My guess as to why Kinglsey wrote in the standard academic style before switching to an informal one is that he wanted to establish himself as someone who was not a crackpot, before delving into the territory that he has with his second and third books. No respected scholar with a job to keep would dare to say what Kingsley has said in these later works. The sad fact is that if he had held a distinguished position in one of the top ten universities of the world, he would have been out on the street in no time had he published IN THE DARK PLACES OF WISDOM or REALITY, and that just goes to show what a sad state academia - higher `learning' - is in.
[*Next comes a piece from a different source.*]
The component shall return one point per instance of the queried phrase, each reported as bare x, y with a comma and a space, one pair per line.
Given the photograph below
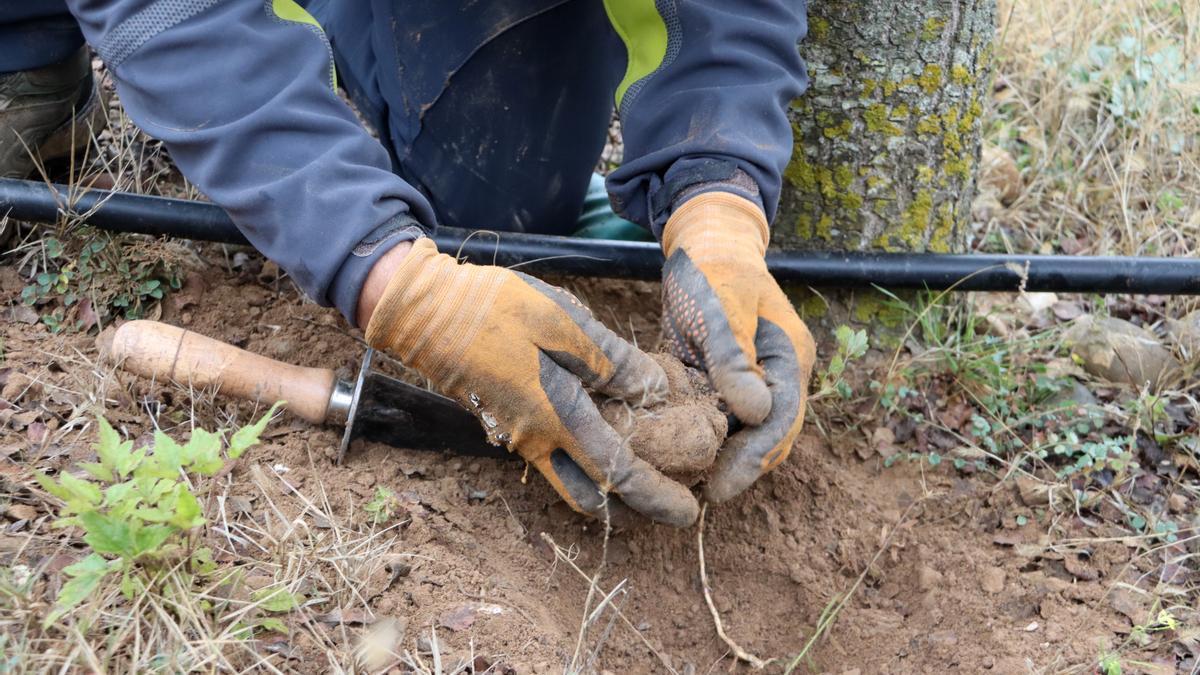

Read this book first, then read the others. If you have an open mind, and have the creative ability to try on a new set of mental clothing, you'll be rewarded.

44 of 45 people found the following review helpful
Important! Perhaps the start of a new esoteric scholarship. 21 May 1998
By A Customer - Published on Amazon.com
Format:Paperback
I always found it strange that most modern scholars believed that their understanding of Plato was superior to that of Neoplatonists like Iamblichus, who lived almost two thousand years closer to Plato than we do, and who doubtless had access to contextual materials now lost. Kingsley's book goes some way toward reconstructing this context, and in so doing indicates that Iamblichus and other antique philosophers often regarded as "degenerate" compared to the Platonic/Aristotelian "purity" were instead the bearers of a tradition with deep roots in pre-Socratic, even shamanistic, soil. A key figure in this suppressed lineage, according to Kingsley, was Empedocles, well-known for his doctrine of the elements, but little-known until now as an esoteric ancestor of magic, alchemy and Sufism. I consider a book important if, after reading it, the familiar has become strange again. Along with the works of D Merkur and G Shaw, we may be seeing the birth of a new and rigourous form of antique esoteric scholarship.